Merhaba sevgili film severler. Ben Kutlay. Bu hafta da yeni bir yapımla daha sizlerle birlikteyim. Bu hafta ele alacağım yapım, birçok bakımdan özgün bir iş olan Sound Of Metal.
Geçtiğimiz günlerde 93. Oscar ödülleri adayları açıklandı. Normalde bildiğiniz gibi adaylar aralık sonu gibi açıklanır, şubatın son haftası da ödüller sahiplerini bulurdu. Fakat, son bir yıldır içerisinde bulunduğumuz pandemi durumu tüm hayatı etkilediği gibi Oscar ödüllerini de etkiledi. Adaylar Mart ayında belli olurken, ödüller ise 25 Nisan 2021 de verilecek. Ertelenme yaşanmasının sebebi ise, ödül törenini dijital ortamdan değil de yine sahnede düzenlemek içindi. Fakat bu durum hala netleşebilmiş değil. İlerleyen yazılarımdan birinde Oscar favorilerimi de açıklayacağım bir yazım olacak fakat bu seneki adaylarla ilgili birkaç şey söylemek istiyorum. Artık dijital film ve dizi platformları sinemayı da ele geçirmiş durumda. Bu sene Netflix yapımı olan Mank filmi 10 dalda aday olurken, yine aynı platformun başka bir yapımı olan Chicago Yedilisinin Yargılanması filmi de "En İyi Film" kategorisinde aday oldu. Beni şaşırtan başka bir Netflix yapımı ise Eurovision Song Contest: A Story Of Fire Saga filmi oldu. Çünkü filmin şarkılarından birisi olan, Moly Sanden'in seslendirdiği " Husavik (My Town - Benim Şehrim) " şarkısı "En İyi Film Şarkısı" dalında aday oldu. Ve ben güçlü bir aday olduğunu düşünüyorum. Bugün değerlendirmesini yapacağım film olan Sound Of Metal ise başka bir dijital platform olan Amazon'un orijinal filmi. İlerleyen yıllarda bu platformların sinema sektöründe daha da fazla söz sahibi olacağını düşünüyorum.
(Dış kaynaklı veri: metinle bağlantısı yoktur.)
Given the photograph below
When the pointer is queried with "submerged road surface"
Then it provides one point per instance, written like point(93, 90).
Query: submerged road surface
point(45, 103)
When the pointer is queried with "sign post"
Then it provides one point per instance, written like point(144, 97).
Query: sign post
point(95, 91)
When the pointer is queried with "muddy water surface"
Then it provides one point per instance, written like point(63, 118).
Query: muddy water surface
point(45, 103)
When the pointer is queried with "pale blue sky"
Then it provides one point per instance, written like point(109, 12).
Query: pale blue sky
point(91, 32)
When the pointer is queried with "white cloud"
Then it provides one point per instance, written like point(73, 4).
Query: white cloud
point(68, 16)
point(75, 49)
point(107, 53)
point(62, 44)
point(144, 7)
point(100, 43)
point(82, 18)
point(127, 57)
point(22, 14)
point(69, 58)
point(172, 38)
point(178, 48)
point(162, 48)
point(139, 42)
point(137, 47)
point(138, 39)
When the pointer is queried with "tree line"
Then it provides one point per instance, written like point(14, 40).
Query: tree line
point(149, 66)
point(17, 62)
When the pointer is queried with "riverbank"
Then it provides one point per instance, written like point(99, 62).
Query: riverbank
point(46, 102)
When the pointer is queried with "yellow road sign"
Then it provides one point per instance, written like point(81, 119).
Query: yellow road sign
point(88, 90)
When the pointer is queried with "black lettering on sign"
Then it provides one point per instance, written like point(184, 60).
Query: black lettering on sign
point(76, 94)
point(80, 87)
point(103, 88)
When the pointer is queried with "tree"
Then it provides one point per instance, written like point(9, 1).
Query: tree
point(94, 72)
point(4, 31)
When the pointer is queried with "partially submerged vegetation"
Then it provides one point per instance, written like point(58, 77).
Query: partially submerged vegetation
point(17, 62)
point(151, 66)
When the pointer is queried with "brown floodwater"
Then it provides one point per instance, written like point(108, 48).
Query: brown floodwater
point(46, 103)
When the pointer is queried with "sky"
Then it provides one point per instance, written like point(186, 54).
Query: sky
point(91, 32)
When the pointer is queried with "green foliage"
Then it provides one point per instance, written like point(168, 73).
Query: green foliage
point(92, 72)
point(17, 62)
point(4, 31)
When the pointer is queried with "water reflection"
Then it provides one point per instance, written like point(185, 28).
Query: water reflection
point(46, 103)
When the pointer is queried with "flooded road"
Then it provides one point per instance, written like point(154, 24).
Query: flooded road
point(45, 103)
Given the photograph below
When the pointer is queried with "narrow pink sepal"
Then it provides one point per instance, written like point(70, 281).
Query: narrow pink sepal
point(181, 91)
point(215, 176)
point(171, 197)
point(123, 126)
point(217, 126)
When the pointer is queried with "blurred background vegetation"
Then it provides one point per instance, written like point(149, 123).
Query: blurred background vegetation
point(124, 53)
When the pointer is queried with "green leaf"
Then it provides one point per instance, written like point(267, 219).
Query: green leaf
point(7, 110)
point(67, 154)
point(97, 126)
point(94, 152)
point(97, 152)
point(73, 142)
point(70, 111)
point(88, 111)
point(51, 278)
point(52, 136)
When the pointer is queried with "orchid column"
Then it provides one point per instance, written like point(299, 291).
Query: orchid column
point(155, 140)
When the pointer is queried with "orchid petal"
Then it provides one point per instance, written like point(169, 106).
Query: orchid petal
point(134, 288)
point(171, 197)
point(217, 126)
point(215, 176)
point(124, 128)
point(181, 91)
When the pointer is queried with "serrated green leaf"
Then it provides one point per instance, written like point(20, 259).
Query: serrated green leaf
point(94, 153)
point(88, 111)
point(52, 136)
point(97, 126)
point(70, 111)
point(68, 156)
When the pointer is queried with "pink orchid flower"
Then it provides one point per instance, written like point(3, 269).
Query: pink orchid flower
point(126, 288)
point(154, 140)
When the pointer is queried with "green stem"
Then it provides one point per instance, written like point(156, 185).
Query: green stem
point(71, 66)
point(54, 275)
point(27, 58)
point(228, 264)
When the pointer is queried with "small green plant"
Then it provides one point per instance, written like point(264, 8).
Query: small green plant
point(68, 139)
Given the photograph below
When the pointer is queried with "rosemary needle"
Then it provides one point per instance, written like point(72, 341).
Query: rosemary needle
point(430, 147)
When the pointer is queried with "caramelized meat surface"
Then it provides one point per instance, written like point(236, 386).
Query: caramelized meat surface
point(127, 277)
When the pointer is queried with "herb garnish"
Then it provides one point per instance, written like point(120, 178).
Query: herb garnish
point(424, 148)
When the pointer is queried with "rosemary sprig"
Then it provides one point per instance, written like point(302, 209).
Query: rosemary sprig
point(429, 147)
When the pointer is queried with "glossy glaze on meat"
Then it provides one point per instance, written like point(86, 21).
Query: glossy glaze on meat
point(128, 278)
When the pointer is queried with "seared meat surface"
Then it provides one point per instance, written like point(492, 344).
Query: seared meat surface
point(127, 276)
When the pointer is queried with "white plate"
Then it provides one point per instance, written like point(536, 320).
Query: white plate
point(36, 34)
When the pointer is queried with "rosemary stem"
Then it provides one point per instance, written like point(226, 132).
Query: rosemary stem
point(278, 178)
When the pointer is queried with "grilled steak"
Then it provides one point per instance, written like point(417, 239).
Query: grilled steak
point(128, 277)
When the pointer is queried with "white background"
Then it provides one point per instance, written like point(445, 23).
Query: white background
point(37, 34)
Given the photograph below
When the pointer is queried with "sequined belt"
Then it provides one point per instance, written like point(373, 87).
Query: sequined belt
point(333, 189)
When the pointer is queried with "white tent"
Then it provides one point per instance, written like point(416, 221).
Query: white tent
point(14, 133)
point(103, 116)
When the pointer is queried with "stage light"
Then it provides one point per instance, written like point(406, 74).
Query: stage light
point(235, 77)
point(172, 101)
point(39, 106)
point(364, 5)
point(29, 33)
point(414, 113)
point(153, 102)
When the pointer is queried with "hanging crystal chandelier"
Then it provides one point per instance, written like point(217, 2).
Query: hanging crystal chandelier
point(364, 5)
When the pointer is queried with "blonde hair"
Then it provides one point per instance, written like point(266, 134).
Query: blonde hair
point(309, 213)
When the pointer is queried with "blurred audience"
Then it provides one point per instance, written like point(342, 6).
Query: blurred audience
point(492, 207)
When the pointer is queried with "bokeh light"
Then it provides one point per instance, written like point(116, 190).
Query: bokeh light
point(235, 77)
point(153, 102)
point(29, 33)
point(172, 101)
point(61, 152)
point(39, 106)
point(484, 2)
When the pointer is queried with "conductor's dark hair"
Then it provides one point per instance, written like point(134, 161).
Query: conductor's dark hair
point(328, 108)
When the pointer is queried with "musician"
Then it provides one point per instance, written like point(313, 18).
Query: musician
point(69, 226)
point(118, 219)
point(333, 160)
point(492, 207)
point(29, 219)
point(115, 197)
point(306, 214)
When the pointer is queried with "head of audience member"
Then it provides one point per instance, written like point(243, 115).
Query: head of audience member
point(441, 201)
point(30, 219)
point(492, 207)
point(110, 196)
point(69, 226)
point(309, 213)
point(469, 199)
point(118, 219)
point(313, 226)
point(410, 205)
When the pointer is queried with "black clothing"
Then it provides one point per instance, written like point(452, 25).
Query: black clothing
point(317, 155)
Sound Of Metal, ülkeyi karavanla dolaşan, metal müzik yapan ve aynı zamanda sevgili olan Ruben ve Lou'nun hayat hikayesini konu alıyor. Lou solist iken, Ruben ise bateristtir. Fakat bir gün Ruben'in sesleri boğuk duymasıyla hayatları alt-üst olur. Ruben duyma yetisini tamamen kaybeder ve işitme engelliler için hizmet veren bir yatılı okulda hayatını sürdürmeye başlar. Sevgilisi Lou ise kurallar gereği onunla yaşamayacağı için babasının yanına taşınır. Bu süreçten sonra Ruben'in hayata tutunma mücadelesini izliyoruz. Aslında filmi izlemeye başlamadan önce filmle alakalı bir yazı yazma fikri aklımda hiç yoktu fakat filmi bitirdikten sonra film hakkında bir şeyler yazmak istedim. Filmin sonunda birçok duyguyu bir arada yaşıyorsunuz. Özellikle filmin sinematografisi ve ses kurgusu beni çok etkiledi. Film 5 dalda Oscar adayı. En iyi filmde Mank filminden sonra ikinci adayım. En iyi erkek oyuncu dalında ise Riz Ahmed'in Gary Oldman'ı en çok zorlayacak isim olduğunu düşünüyorum. Bu arada şunu da belirtmek isterim ki, geçtiğimiz yıllarda Venom filminde filmin kötü karakterini canlandıran Riz Ahmed'in o dönemki oyunculuğunu hiç beğenmemiştim. Bu süreçte oyuncunun kendisini iyi geliştirdiğini düşünüyorum. Bu filmin adaylığının en net olduğu kategorisi ise "En İyi Ses Miksajı" kategorisi. Bence kesinlikle ödülü alacaktır. Özellikle karakterin, ortamda müthiş bir ses ve karmaşa varken sadece sessizliği duyduğu sahneler çok etkileyiciydi. Film, gerçek bir sanat filmi tadında olmasına rağmen sizi hiç sıkmıyor ve hikayenin içerisine sizi kolaylıkla alıyor. Filmin yönetmenlik koltuğunda ise daha önce pek fazla bilinen bir başarısı olmayan Darius Marder var. Film, İMDB'den ise 7.8/10 puan almış. Benim filme puanım ise 8/10 . Haftaya başka bir filmle daha tekrar görüşmek dileğiyle. Şimdilik hoşçakalın!